Premio Nobel per la Pace Abiy Ahmed Ali in tuta militare
Francesco Cecchini
“La guerra è l’ incarnazione dell’ inferno per tutti coloro che vi partecipano. Ci sono stato e sono tornato. C’è chi non ha mai visto la guerra, ma la glorifica. Non hanno visto la paura, la fatica e la distruzione, continua davanti al pubblico. Né hanno sentito il triste vuoto della guerra dopo la carneficina. “
Il 10 dicembre 2019, a Oslo, Abiy Ahmed, presidente dell’ Etiopia ha iniziato il suo discorso come vincitore del Premio Nobel per la pace con il racconto della sua esperienza come operatore radiofonico sul fronte di Badme, durante la guerra tra l’Etiopia e il ‘Eritrea, nel 1998.
Abiy Ahmed è oggi ancora in guerra, una guerra che coinvolge tutto il Corno d’ Africa, Etiopia, Tigrai e Eritrea e che viene da lontano.
Meles Zenawi nato ad Adua nel Tigray e morto nel 2012 è stato per 19 anni il padre padrone dell’Etiopia e nemico dell’ Eritrea di Isaias Afwerki. Il 5 Aprile 2010 Meles dichiarò ufficialmente in un intervento al parlamento di voler aiutare gli eritrei a far fuori il regime di Isaias Afwerki, accusato di sostenere movimenti di liberazione in Etiopia e movimenti islamici in Somalia. Sue testuali parole sono state le seguenti: “ Non abbiamo intenzioni di invadere l’ Eritrea, ma dobbiamo estenderei la nostra influenza” . In realtà il cuore del problema era il rifiuto di Meles di restituire terre che appartenevano all’ Eritrea, come lo riconosceva l’ONU.
Se Meles Zenawi avesse ascoltato Abiy Ahmed dire, a Oslo il 10 dicembre 2019, : “Accetto questo premio a nome del mio partenaire e compagno, il presidente eritreo Issayas Afeworki, la cui buona volontà, fiducia e impegno sono stati fondamentali per porre fine a due decenni di stallo tra i nostri paesi. ” , starebbe ancora rivoltandosi nella tomba.

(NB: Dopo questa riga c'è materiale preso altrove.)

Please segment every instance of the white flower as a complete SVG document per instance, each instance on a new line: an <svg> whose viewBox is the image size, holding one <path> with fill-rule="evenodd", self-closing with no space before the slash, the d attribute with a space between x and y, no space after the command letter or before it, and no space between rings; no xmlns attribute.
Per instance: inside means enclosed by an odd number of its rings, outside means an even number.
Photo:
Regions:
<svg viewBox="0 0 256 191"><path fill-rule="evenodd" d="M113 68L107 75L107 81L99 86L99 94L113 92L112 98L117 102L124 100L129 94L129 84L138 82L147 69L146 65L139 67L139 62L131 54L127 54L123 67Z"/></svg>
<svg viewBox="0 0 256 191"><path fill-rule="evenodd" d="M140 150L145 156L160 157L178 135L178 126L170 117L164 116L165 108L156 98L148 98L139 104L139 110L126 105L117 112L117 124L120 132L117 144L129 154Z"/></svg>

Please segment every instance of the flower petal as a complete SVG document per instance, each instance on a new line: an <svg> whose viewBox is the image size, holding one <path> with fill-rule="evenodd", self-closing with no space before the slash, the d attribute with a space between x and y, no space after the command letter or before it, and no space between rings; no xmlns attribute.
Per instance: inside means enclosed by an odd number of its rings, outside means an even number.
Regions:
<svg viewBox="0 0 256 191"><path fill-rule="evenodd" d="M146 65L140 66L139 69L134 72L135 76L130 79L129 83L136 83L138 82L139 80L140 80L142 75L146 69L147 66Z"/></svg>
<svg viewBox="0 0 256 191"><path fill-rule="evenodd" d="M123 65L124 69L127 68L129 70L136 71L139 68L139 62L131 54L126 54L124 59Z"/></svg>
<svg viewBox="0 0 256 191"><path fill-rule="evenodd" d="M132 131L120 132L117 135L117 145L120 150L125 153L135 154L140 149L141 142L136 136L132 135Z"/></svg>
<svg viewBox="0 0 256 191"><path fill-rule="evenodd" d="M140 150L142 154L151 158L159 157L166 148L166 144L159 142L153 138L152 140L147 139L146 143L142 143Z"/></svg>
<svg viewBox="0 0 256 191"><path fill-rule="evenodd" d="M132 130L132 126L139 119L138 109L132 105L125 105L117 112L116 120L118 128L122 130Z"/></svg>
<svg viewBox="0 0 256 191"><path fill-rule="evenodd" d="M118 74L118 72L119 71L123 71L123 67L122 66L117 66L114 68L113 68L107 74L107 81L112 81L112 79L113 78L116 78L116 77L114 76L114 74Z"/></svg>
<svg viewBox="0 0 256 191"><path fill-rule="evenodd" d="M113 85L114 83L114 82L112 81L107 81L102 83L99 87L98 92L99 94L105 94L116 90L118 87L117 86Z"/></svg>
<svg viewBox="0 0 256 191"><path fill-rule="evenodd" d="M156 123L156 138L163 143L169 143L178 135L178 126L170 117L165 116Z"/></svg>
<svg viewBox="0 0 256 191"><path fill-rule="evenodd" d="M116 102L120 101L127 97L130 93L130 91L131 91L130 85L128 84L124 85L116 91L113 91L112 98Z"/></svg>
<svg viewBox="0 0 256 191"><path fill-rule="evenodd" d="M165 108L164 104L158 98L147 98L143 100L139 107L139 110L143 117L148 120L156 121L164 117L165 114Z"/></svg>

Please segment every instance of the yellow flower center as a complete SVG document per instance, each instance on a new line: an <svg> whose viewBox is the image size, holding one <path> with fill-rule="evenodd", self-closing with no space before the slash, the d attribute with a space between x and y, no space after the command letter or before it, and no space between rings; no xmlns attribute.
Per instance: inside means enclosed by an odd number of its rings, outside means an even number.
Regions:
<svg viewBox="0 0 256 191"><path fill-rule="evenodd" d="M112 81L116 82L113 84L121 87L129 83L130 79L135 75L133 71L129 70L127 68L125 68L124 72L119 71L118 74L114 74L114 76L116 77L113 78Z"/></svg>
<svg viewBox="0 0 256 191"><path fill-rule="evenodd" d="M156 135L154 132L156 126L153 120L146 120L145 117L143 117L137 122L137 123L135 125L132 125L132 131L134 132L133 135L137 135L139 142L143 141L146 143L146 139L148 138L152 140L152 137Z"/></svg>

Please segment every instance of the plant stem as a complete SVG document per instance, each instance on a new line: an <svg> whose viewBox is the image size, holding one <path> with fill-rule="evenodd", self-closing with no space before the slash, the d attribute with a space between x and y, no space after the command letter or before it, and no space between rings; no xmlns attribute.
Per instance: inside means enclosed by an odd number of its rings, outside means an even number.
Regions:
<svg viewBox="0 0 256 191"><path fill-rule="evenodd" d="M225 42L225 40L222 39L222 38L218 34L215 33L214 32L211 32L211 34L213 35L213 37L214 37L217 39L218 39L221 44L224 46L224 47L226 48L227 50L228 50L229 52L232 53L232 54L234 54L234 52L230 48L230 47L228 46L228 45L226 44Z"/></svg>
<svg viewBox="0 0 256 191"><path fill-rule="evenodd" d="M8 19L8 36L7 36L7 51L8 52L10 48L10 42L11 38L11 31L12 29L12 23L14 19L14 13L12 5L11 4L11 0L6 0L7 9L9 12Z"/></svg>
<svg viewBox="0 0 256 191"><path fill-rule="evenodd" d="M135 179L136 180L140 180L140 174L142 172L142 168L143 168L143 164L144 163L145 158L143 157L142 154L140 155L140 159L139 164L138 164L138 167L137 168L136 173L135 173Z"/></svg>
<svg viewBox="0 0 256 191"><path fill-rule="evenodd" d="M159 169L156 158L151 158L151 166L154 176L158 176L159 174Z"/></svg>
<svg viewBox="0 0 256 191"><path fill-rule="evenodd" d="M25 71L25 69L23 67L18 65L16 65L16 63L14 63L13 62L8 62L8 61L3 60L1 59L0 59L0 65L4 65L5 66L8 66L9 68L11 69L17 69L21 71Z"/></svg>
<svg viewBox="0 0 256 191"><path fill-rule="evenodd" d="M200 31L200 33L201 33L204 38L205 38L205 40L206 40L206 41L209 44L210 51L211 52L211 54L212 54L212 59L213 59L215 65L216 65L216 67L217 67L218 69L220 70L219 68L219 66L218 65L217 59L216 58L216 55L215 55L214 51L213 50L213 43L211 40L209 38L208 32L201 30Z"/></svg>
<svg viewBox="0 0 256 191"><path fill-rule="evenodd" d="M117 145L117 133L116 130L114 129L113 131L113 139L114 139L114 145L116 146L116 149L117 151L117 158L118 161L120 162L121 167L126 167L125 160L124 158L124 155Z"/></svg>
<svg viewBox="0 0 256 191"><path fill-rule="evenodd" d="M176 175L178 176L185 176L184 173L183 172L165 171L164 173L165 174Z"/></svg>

Chi ha ben interpretato sentimenti e desideri di Meles Zenawi è stato Debretsion Gebremichael, eletto a settembre e leader del partito del Tigray People’s Liberation Front (TPLF), lanciando quattro missili sulla capitale dell’ Eritrea, Asmara. Obiettivi: l’aeroporto internazionale e il ministero dell’Informazione, che, particolare non irrilevante, si trova in città, ma non si sa di vittime. Come non si sa di reazioni militari eritree. Vi sono testimonianza di civili riguardanti missili provenienti dal nord, cioè dall’ Eritrea. Sempre terstimoni oculari raccontano di un’ incursioni dell’ esercito eritreo nel campo di Endaba Guna, distante circa 300 km da Mek’ele. Inoltre l’ esercito del Tigray parla della cattura di reparti armati etiopi con soldati eritrei. Quello che è certo è che l’ Eritrea è ben coinvolta nel conflitto.
Ciò che è sicuro, è la mancanza di informazioni certe. Il governo centrale etiope ha infatti oscurato tutti i mezzi di comunicazione, dai telefoni fissi e mobili, a internet e ha imposto ai giornalisti il divieto di entrare nella zona.
Comunque sta scadendo l’ultimatum del governo etiope Fronte popolare di liberazione del Tigrai, che lo ha respinto. Senza esito è stata anche la riunione del Consiglio di Sicurezza dell’Onu, che ha invitato alla pace, come altri, l’ Unione Africana per esempio. Il prossimo passo sarà l’ attacco delle forze armate etiopi a Makallé, la capitale del Tigray, un prevedibile bagno di sangue, in quanto non ci sarà misericordia. Una strage che si aggiunge a quelle già avvenute, denunciate, ma di cui non c’ è una contabilità precisa. Inoltre vi sono migliaia di profughi, che scappano dalle zone del conflitto.
Difficile fare previsioni. Comunque, nn può esserci soluzione militare alle differenze ideologiche tra Abiy e il TPLF. E una guerra prolungata e un continuo spargimento di sangue renderebbero difficile, se non impossibile, la risoluzione amichevole di queste differenze. L’ unica soluzione alla guerra continua e al più ampio sconvolgimento politico che tormenta l’Etiopia è un autentico impegno per un dialogo nazionale onnicomprensivo che tracci un percorso concordato verso un futuro democratico.